Bard Ventures Ltd.
- Formerly: Consolidated Bard Silver & Gold Ltd.
- Company type: Public
- Traded as: TSX-V: CBS
- Industry: Mining
- Headquarters: Vancouver, British Columbia, Canada

= Bard Ventures =

Defunct Canadian Mining and Exploration Company

Bard Ventures Ltd. was a Canadian mining and exploration company headquartered in Vancouver. The company conducted exploratory drilling to assess mineral rights within the Lone Pine Molybdenum Property outside of Houston, British Columbia, specifically focusing on molybdenum. The company has also held interests in several other projects, including a 50% interest in the Wasi Creek Zinc Lead Silver Project, outside of Mackenzie, British Columbia.

==History==

The Lone Pine property has seen extensive historical exploration. A Minister of Mines and Resources (Canada) annual report from 1914 was the first mention of workings on the property, detailing a shaft intersection of a narrow silver-lead-zinc-copper-gold bearing quartz vein. Various surface workings continued in the 1920s as additional veins were discovered.

Numerous companies from 1959 to 1971 conducted a variety of exploration over the property, however, it wasn't until 1976 that molybdenum mineralization was being sought after as a primary commodity. Between 1976 and 1992 continued exploration resulted in moderate molybdenum mineralization on the property.

The Lone Pine Property consists of seven mineral claims covering 1051 hectares, which are approximately 15 kilometers north-northwest of Houston, BC, and are situated in the Omineca Mining Division.
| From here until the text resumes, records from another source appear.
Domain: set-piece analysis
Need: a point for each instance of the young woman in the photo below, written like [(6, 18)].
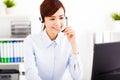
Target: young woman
[(49, 53)]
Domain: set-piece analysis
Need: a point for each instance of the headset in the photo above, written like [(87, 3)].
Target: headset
[(65, 18)]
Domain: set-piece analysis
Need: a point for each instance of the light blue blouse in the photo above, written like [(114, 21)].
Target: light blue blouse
[(47, 60)]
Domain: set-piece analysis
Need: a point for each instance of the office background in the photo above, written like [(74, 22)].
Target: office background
[(85, 16)]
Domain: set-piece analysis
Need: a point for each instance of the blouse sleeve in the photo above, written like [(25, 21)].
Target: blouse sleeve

The Property area extends over several molybdenum showings including Quartz Breccia, Alaskite Zone, Mineral Hill and Granby.

The Alaskite Zone is aptly named for the white, fine to medium grained quartz feldspar porphyry intrusive that was recognized and mapped in outcrop in 1967 as alaskite. The alaskite intrusive is the main focus of the Lone Pine Property drilling and has been interpreted as being the most favorable lithology for molybdenum mineralization. The alaskite intrusive to date continues to be drilled to the northwest of its original outcropping occurrence, BD-07-01 area, with exploration advancement to the northwest ongoing.